In the article we present in the Mizar system [1], [8] the catalogue of triangular norms and conorms, used especially in the theory of fuzzy sets [13]. The name triangular emphasizes the fact that in the framework of probabilistic metric spaces they generalize triangle inequality [2].

After defining corresponding Mizar mode using four attributes, we introduced the following t-norms:

• minimum t-norm minnorm (Def. 6),

• product t-norm prodnorm (Def. 8),

• Łukasiewicz t-norm Lukasiewicz_norm (Def. 10),

• drastic t-norm drastic_norm (Def. 11),

• nilpotent minimum nilmin_norm (Def. 12),

• Hamacher product Hamacher_norm (Def. 13),

and corresponding t-conorms:

• maximum t-conorm maxnorm (Def. 7),

• probabilistic sum probsum_conorm (Def. 9),

• bounded sum BoundedSum_conorm (Def. 19),

• drastic t-conorm drastic_conorm (Def. 14),

• nilpotent maximum nilmax_conorm (Def. 18),

• Hamacher t-conorm Hamacher_conorm (Def. 17).

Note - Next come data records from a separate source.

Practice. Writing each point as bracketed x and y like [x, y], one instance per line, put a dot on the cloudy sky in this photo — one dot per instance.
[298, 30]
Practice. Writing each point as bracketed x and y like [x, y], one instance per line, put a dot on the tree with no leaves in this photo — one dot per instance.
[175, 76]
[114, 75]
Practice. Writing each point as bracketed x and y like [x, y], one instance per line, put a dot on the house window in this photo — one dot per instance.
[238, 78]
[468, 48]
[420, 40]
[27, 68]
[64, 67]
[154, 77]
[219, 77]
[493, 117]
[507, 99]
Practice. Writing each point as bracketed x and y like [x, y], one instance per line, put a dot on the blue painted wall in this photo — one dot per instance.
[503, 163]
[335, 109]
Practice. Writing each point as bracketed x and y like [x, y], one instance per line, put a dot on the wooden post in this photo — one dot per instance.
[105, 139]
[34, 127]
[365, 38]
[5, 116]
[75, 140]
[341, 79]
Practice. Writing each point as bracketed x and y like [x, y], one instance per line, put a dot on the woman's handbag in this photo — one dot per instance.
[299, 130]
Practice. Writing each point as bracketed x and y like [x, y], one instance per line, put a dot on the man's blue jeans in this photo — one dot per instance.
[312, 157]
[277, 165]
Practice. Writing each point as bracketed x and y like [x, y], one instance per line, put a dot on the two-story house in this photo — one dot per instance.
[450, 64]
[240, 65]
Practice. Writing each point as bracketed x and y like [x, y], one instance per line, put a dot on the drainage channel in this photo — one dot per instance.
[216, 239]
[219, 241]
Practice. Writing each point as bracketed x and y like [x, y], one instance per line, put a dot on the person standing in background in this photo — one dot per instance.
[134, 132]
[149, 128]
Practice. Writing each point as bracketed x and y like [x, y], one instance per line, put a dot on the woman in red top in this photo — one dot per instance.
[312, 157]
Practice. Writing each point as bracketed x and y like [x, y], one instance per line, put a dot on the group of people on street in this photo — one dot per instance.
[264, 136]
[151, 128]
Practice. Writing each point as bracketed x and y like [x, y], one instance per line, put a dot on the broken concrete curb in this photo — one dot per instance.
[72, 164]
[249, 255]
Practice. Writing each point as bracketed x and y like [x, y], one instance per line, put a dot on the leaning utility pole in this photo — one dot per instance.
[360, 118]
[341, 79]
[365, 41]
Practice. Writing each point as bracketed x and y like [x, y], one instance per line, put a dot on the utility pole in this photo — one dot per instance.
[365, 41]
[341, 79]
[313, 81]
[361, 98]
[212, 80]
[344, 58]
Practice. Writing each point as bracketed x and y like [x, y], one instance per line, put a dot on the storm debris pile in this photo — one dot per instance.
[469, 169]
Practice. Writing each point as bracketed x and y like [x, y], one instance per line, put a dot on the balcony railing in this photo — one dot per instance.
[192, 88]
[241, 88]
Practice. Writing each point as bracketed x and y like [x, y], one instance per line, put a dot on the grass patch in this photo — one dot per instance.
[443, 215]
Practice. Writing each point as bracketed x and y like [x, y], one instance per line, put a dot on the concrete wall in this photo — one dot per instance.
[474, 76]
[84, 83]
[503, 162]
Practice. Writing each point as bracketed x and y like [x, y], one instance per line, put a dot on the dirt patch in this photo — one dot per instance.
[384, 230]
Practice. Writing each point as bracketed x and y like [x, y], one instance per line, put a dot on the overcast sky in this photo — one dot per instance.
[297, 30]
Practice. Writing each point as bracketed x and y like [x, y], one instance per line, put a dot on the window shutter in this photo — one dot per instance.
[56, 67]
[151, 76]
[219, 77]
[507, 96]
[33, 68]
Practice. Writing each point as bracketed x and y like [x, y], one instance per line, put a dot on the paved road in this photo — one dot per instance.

Their basic properties and duality are shown; we also proved the predicate of the ordering of norms [10], [9]. It was proven formally that drastic-norm is the pointwise smallest t-norm and minnorm is the pointwise largest t-norm (maxnorm is the pointwise smallest t-conorm and drastic-conorm is the pointwise largest t-conorm).

This work is a continuation of the development of fuzzy sets in Mizar [6] started in [11] and [3]; it could be used to give a variety of more general operations on fuzzy sets. Our formalization is much closer to the set theory used within the Mizar Mathematical Library than the development of rough sets [4], the approach which was chosen allows however for merging both theories [5], [7].